Phase 1: Immobilization and Gentle Motion (Approximately First 3 Weeks)
Goals:
- Protect the repair to promote healing.
- Initiate gentle motion to prevent stiffness and maintain circulation.
Restrictions:
- Immobilization or support of the shoulder for 2–3 weeks.
- Avoid external rotation for the first 6 weeks.
Activities:
- Pendulum exercises: Perform daily to maintain shoulder mobility.
- Gentle assisted motion: Initiate pain-free movements as tolerated.
- Scapular shrugs and pinches: To maintain scapular mobility and posture.
- Posture correction: Emphasize maintaining good alignment to avoid compensatory movement patterns.
- Avoid heavy lifting, pushing, or pulling (nothing heavier than a glass of water).
Phase 2: Active-Assisted Motion (Weeks 3–9)
Goals:
- Progress to active-assisted and functional use of the shoulder.
- Gradually reduce dependence on assistance for ROM.
Restrictions:
- No abduction against resistance until after 6 weeks.
Activities:
- Active-assisted forward flexion and abduction: Gradually increase range as tolerated.
- Gentle functional use: For basic activities of daily living from weeks 3–6 (e.g., dressing, eating).
- Reduce assistance during ROM exercises: Start gradually reducing assistance from week 6 onward.
- Posture and scapular stabilization exercises: Continue to strengthen scapular support during shoulder motion.
- Incorporate heat therapy before exercises to loosen tight muscles and ice after exercises to minimize inflammation.
Criteria to Progress:
- Clinical evidence of bone healing.
- Fragments move as a unit without displacement on x-rays.

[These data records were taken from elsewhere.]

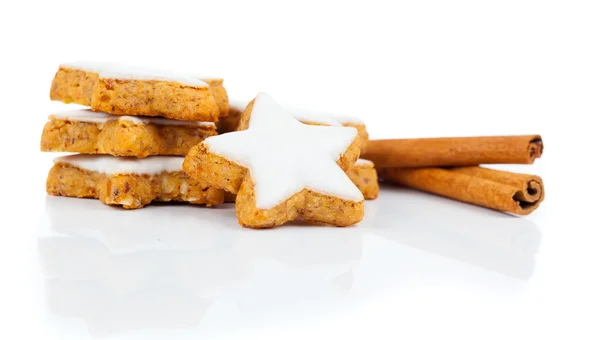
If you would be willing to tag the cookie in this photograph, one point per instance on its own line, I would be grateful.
(129, 182)
(232, 120)
(89, 132)
(282, 169)
(129, 90)
(219, 93)
(318, 118)
(364, 176)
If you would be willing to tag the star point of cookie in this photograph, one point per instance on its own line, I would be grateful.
(281, 169)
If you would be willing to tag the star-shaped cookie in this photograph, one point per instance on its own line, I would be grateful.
(282, 169)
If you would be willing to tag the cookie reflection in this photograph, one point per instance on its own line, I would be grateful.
(164, 267)
(120, 273)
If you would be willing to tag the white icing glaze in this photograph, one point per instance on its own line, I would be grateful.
(86, 115)
(285, 156)
(130, 72)
(123, 165)
(348, 120)
(307, 116)
(237, 104)
(142, 73)
(361, 162)
(89, 66)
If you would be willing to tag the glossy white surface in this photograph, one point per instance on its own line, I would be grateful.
(187, 269)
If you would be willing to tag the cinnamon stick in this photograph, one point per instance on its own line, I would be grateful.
(460, 151)
(501, 190)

Phase 3: Strengthening and Functional Recovery (After Week 9)
Goals:
- Restore full range of motion.
- Build strength, endurance, and functional capacity for daily activities.
Activities:
- Isotonic strengthening exercises: Add concentric and eccentric strengthening to build muscle endurance and power.
- Progressive resistance exercises: Begin light resistance (bands or weights) and increase gradually as tolerated.
- Functional strength training: Focus on activities relevant to the patient’s daily life or occupational needs.
- Passive stretching: If joint stiffness persists, incorporate stretching by a physiotherapist.
- Incorporate balance and proprioception exercises, such as ball tosses or closed-chain activities, to restore coordination.
Criteria to Progress:
- Evidence of solid bone healing on x-rays.
- Pain-free performance of strengthening exercises with controlled form.
Additional Notes:
- Communication with the Patient: Ensure the patient understands the importance of avoiding overstressing the shoulder in early phases to protect the surgical repair.
- Pain and Swelling: If pain or swelling increases, reduce the activity level and consult the surgeon or therapist for guidance.
- Progress Monitoring: Include regular x-rays and clinical evaluations to confirm healing progress.
- Patient Education: Encourage patients to maintain compliance with home exercises and provide clear instructions with visuals when possible.
- Provide a contact point for patients if they have questions or experience unexpected issues during recovery.